Canva1 52

Na de val van Kabul hielp Natalie Afghanen ontsnappen

Het is precies twee jaar geleden dat de Afghaanse stad Kabul viel en de Taliban er aan de macht kwam. Voormalig correspondent Natalie Righton (47) hielp vanuit Nederland mensen om te vluchten voor het streng-islamitische regime. “Ik heb dagen bijna non-stop zitten bellen en mailen.”

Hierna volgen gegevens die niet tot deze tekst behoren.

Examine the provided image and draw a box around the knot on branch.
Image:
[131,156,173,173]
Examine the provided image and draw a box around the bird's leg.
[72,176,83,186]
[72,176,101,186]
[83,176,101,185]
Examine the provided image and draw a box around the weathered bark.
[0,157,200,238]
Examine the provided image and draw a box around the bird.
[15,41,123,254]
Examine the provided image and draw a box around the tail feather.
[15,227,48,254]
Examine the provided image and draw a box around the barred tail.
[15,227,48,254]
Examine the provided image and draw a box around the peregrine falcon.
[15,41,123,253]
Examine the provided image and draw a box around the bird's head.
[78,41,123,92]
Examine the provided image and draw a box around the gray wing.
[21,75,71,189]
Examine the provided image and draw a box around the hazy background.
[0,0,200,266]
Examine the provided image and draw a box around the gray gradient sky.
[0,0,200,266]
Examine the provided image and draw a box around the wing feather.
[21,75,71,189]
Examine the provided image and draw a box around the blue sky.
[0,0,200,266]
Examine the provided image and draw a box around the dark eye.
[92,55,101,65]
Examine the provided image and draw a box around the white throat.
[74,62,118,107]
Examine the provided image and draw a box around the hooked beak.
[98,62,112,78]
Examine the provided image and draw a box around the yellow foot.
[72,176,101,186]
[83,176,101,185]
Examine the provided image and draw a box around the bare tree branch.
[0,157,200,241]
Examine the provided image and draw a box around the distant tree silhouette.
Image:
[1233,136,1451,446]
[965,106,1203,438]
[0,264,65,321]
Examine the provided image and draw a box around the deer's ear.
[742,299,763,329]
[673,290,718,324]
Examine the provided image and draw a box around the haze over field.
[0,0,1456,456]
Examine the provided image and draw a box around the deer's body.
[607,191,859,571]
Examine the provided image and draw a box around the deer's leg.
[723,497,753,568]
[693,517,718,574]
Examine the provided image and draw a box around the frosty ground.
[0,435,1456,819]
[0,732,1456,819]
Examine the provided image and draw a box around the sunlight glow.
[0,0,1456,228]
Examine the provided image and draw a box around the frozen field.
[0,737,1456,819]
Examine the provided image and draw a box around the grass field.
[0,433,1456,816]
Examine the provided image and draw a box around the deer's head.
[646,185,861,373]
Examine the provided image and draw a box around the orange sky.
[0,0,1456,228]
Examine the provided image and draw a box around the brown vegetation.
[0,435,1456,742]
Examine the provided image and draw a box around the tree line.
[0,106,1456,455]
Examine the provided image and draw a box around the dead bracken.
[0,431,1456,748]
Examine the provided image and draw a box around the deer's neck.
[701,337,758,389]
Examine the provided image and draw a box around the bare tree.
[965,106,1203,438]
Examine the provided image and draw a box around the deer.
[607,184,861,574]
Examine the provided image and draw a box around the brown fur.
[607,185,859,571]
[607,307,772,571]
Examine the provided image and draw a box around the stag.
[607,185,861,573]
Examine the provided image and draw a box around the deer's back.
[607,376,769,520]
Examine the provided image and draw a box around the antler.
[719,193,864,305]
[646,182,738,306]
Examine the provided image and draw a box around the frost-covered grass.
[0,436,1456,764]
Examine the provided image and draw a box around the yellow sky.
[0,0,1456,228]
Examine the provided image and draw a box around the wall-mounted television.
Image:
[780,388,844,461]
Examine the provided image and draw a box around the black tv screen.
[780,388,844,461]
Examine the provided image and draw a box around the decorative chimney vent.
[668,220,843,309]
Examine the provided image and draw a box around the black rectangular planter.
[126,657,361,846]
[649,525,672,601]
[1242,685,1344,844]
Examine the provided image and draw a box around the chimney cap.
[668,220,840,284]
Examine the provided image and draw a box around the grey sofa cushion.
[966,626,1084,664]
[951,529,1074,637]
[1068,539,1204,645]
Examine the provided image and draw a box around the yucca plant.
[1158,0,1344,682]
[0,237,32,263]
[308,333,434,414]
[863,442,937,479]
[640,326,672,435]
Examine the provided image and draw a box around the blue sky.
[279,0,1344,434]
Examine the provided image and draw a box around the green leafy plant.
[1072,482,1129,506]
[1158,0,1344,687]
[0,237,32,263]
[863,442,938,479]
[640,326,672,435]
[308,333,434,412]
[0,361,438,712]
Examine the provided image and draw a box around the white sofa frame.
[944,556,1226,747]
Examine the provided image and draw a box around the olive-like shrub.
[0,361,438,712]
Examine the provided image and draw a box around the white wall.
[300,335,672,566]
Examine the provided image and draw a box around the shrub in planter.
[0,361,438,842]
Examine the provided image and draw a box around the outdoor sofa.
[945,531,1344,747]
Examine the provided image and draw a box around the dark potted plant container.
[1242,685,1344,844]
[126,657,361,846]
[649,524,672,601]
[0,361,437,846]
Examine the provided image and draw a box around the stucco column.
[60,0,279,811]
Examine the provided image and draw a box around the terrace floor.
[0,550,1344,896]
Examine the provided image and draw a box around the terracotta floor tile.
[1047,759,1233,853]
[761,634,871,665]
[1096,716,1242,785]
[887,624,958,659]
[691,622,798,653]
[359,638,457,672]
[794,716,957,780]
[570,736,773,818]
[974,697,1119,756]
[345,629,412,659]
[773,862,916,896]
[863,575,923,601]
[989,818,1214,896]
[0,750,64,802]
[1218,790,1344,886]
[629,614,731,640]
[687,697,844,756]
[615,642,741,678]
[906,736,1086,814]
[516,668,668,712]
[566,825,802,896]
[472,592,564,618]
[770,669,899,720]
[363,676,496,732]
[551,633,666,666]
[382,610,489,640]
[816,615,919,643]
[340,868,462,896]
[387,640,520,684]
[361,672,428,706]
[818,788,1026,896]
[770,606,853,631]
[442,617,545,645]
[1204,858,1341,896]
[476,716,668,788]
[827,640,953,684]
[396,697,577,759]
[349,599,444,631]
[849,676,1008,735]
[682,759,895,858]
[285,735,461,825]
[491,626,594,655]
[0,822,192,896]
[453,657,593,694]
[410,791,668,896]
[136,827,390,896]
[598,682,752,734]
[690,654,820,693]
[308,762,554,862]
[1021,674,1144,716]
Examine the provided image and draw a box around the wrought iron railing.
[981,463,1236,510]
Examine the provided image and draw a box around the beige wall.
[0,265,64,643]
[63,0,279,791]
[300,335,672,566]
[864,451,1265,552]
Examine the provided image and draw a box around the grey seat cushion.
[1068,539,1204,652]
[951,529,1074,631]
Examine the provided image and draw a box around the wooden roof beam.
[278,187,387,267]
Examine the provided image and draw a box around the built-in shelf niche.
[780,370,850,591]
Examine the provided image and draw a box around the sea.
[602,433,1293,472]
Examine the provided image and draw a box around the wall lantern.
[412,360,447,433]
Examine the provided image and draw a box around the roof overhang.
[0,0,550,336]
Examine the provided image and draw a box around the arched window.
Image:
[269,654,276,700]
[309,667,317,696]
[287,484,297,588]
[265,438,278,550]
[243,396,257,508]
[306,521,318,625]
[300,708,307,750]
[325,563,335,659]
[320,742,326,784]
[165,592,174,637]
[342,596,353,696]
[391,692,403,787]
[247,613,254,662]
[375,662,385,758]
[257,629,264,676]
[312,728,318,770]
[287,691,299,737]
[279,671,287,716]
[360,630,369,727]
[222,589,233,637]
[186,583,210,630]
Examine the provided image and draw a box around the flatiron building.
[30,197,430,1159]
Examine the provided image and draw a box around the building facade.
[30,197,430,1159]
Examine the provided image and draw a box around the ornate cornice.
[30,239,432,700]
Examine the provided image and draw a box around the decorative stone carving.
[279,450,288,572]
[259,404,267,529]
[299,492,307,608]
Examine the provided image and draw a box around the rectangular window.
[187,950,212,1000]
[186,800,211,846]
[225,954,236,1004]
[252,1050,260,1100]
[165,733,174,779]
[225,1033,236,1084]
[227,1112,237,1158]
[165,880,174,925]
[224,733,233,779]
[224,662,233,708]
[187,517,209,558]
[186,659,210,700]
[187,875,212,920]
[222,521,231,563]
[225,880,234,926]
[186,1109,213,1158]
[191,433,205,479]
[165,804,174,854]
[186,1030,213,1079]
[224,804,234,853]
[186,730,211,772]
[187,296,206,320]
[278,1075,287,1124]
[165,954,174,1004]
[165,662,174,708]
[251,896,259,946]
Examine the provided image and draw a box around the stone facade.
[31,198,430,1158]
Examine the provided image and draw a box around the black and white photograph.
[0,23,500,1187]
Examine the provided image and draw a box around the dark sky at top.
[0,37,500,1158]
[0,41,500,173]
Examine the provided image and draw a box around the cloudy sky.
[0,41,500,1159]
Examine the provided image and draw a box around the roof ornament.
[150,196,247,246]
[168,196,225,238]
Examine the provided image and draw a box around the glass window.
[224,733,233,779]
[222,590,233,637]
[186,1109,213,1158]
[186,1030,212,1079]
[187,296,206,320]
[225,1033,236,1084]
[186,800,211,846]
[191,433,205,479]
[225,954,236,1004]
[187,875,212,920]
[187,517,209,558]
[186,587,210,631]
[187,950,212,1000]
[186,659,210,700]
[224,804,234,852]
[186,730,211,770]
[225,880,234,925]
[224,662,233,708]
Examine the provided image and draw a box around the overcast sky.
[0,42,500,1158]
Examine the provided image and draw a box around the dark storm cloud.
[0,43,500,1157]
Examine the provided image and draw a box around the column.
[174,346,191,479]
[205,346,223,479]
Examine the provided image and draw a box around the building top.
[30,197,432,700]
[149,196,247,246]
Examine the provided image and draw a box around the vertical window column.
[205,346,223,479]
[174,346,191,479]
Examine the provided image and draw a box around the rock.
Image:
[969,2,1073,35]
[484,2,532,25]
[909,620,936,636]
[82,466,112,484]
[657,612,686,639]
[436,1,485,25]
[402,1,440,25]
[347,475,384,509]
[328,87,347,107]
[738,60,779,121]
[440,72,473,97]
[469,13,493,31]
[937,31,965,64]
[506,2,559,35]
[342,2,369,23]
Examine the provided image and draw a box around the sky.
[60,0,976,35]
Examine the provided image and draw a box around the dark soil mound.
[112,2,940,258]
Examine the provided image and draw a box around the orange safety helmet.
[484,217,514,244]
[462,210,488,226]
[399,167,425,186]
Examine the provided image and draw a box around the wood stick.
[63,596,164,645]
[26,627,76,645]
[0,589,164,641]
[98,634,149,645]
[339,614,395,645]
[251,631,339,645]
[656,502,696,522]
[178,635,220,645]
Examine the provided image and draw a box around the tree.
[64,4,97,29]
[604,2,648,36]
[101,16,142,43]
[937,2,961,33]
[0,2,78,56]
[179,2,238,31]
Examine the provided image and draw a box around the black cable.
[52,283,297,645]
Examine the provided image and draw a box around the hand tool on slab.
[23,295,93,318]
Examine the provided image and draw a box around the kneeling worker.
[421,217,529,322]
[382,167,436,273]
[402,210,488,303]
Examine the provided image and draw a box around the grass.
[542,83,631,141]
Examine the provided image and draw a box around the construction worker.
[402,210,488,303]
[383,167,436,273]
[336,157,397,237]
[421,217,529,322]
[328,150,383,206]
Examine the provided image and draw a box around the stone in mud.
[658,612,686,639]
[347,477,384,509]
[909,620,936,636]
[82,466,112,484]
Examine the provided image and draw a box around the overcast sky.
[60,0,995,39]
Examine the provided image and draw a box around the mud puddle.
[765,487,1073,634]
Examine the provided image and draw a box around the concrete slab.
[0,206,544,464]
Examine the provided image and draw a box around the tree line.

Het leek totaal onverwacht te komen: de val van Kabul op 15 augustus 2021. Hoewel er al langere tijd signalen waren dat de Taliban oprukten, was journalist Natalie Righton evenmin voorbereid op de snelle machtsovername. Van 2010 tot 2013 deed ze als correspondent voor de Volkskrant verslag van de oorlog tegen het terrorisme in Afghanistan. En hoewel ze inmiddels alweer jaren in Nederland woont, volgt ze de situatie in het land nog steeds op de voet en heeft ze nog regelmatig contact met bevriende Afghanen. “Ik was met mijn gezin op vakantie in Italië toen ik opeens een mail kreeg die me rillingen bezorgde”, vertelt ze. “Mijn vroegere tolk Habib, inmiddels zelf ook al jaren weg daar, smeekte mij om het leven van zijn familie te redden. Aan de toon van zijn bericht begreep ik dat hij echt bang was dat hun laatste uur geslagen had. Het contrast kon op dat moment niet groter zijn: ik zat daar op mijn hotelkamer in Venetië, terwijl in Kabul mensen die ik kende voor hun leven aan het vechten waren. Diezelfde nacht, terwijl mijn man en kinderen rustig lagen te slapen, schreef ik op mijn telefoon brieven naar iedereen waarvan ik dacht dat die zou kunnen helpen. De dagen daarna heb ik, in de auto terug naar Nederland, vrijwel non-stop zitten bellen en mailen.”
Dat Natalie meteen alles uit haar handen liet vallen en te hulp schoot, is volgens haar niet meer dan normaal. “Omgekeerd heeft Habib ook weleens mijn leven gered. Ik heb bijvoorbeeld een keer een auto-ongeluk gehad in het binnenland van Afghanistan. De auto sloeg een paar keer over de kop en hoewel wij – de fotograaf en ik, onze vertaler en chauffeur – ongedeerd waren, moesten we daar wel zo snel mogelijk weg. Als het donker werd, zouden kwaadwillende mannen ons vrijwel zeker vinden en ontvoeren. Bij de ambassade konden ze niets voor ons doen, maar Habib heeft meteen drie auto’s gestuurd.”

Als ratten in de val

Los van de persoonlijke band met haar voormalige werknemers, is het ook een taak van de Nederlandse overheid om deze mensen te helpen, legt Natalie uit. “Vertalers, chauffeurs, fixers en heel veel andere Afghanen hebben gezorgd dat wij journalisten ons werk kunnen doen. Anderen stonden bijvoorbeeld als bewaker op de loonlijst van de Nederlandse overheid, sommigen hebben zelfs een Nederlands paspoort. Op het moment dat zij in levensgevaar zijn, moeten zij – net zoals de Nederlanders die nog in het gebied verbleven – daar worden weggehaald. Andere landen, zoals Frankrijk en Engeland, waren al begonnen hun mensen te evacueren. Maar ik had niet het idee dat bij het Ministerie van Buitenlandse Zaken de noodzaak doordrong. Op mijn mails werd niet gereageerd en ik kreeg telefonisch niemand te pakken. Achteraf is ook wel gebleken dat de focus in Den Haag nog niet op Afghanistan lag: toenmalig minister van Buitenlandse Zaken Sigrid Kaag was die avond tijdens een etentje met collega’s uit de Kamer de linkse samenwerking aan het bespreken.” Ondertussen zat Natalie in de badkamer van een hotel, fluisterend om haar kinderen niet wakker te maken, alles op alles te zetten om haar politieke contacten ervan te overtuigen dat er levens op het spel stonden. “De volgende ochtend viel Kabul en zaten de mensen die door ons beschermd hadden moeten worden, als ratten in de val.”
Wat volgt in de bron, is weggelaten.